Cultural Management and Policy in Latin America

Cultural Management and Policy in Latin America PDF Author: Raphaela Henze
Publisher: Routledge
ISBN: 100038702X
Category : Business & Economics
Languages : en
Pages : 225

Get Book Here

Book Description
Cultural Management and Policy in Latin America provides in-depth insights into the education and training of cultural managers from interdisciplinary and comparative perspectives. The book focuses on the effects of neoliberalism on cultural policies across the region, and questions how cultural managers in Latin America deal not only with contemporary political challenges but also with the omnipresent legacy of colonialism. In doing so, it unpacks the methods, formats, and narratives employed. Reflecting on emerging and contemporary research topics, the book analyses the key literature and scholarly contexts to identify impacts in the region and beyond. The volume provides scholars, students and reflective practitioners with a comprehensive resource on international cultural management that helps to overcome Western-centric methods and theories.

Culture and Customs of Bolivia

Culture and Customs of Bolivia PDF Author: Javier A. Galván
Publisher: Bloomsbury Publishing USA
ISBN:
Category : Social Science
Languages : en
Pages : 289

Get Book Here

Book Description
In this book, contemporary representations of Bolivian art, music, religion, literature, festivals, theater, and cinema document how history and geography have shaped Bolivia's modern culture.
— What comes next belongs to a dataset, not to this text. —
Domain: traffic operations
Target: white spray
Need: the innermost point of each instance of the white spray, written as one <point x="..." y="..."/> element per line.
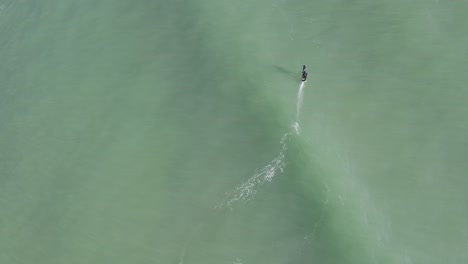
<point x="247" y="190"/>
Bolivia has long been neglected by North American historians and anthropologists. Now, author Javier A. Galván fills this gap with a book that analyzes the complex cultures of this South American nation within the context of its rich history and contemporary traditions. The first half of this text is dedicated to how and where people live—detailed geography, social traditions, religious practices, political institutions, and Bolivian cuisine and culture. The varied religious and linguistic traditions of the indigenous groups that comprise the majority of the national population are also described, giving readers a deeper appreciation for the diversity of Bolivia's character. The second half of the book explores the creative talent of Bolivians who are advancing the literary movements, painting styles, architectural design, theater productions, fashion design, and emerging film industry of the country. Culture and Customs of Bolivia also includes a detailed analysis of contemporary print and broadcasting media.